North Africa takes migration burden: agencies
International agencies stressed on Tuesday that North African countries were bearing the burden of the exodus from Libya, as French and Italian leaders met to discuss a row over immigration into Europe.
"In terms of migration, the migratory pressure is not for the moment on European countries, it is on countries of North Africa," International Organisation for Migration (IOM) spokesman Jean-Philippe Chauzy said.
"You have more than 600,000 people who have left Libya and transited through neighbouring countries; Tunisia, Egypt have kept their borders open, Chad and Mali and others have done the same," he told journalists.
The majority of those who have fled across the border were Tunisian or Egyptian migrant workers who had found jobs in the North African country.
"And yet we're looking at some 28,000 people who arrived on Lampedusa," Chauzy added, referring to the Italian island in the Mediterranean Sea which is the primary port of call for those trying to reach Europe.
Italy has complained for weeks of being left alone to cope with the arrival of migrants after unrest in North Africa this year, some fleeing the conflict in Libya, the majority economic refugees from Tunisia.
France, meanwhile, has sought to clamp down on mainly Tunisian migrants crossing from Italy after they were given temporary European permits by Italian authorities.
The UN refugee agency acknowledged that most of those who fled to Lampedusa were impoverished young Tunisian men seeking jobs but called for more solidarity in Europe.
"We have appealed a number of times to European countries to show solidarity with the countries on the front line, namely Italy and Malta," said Andrej Mahecic, a spokesman for the UN High Commissioner for Refugees (UNHCR)

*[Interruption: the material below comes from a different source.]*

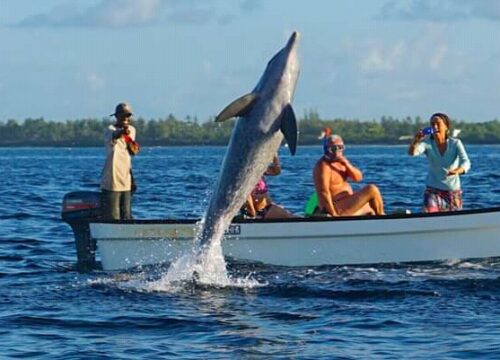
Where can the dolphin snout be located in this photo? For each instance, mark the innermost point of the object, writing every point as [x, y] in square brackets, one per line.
[293, 38]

"But also we would also like to highlight the fact that the brunt of this crisis in Libya is being basically taken care of by the countries in northern Africa, primarily Tunisia itself with more than quarter of a million people arriving there, and by Egypt."
Italian media reported that French President Nicolas Sarkozy and Italy's Silvio Berlusconi plan to issue a joint letter to fellow European Union leaders calling for a revision of Europe's open-border treaty that would make it easier to impose temporary controls at the frontier.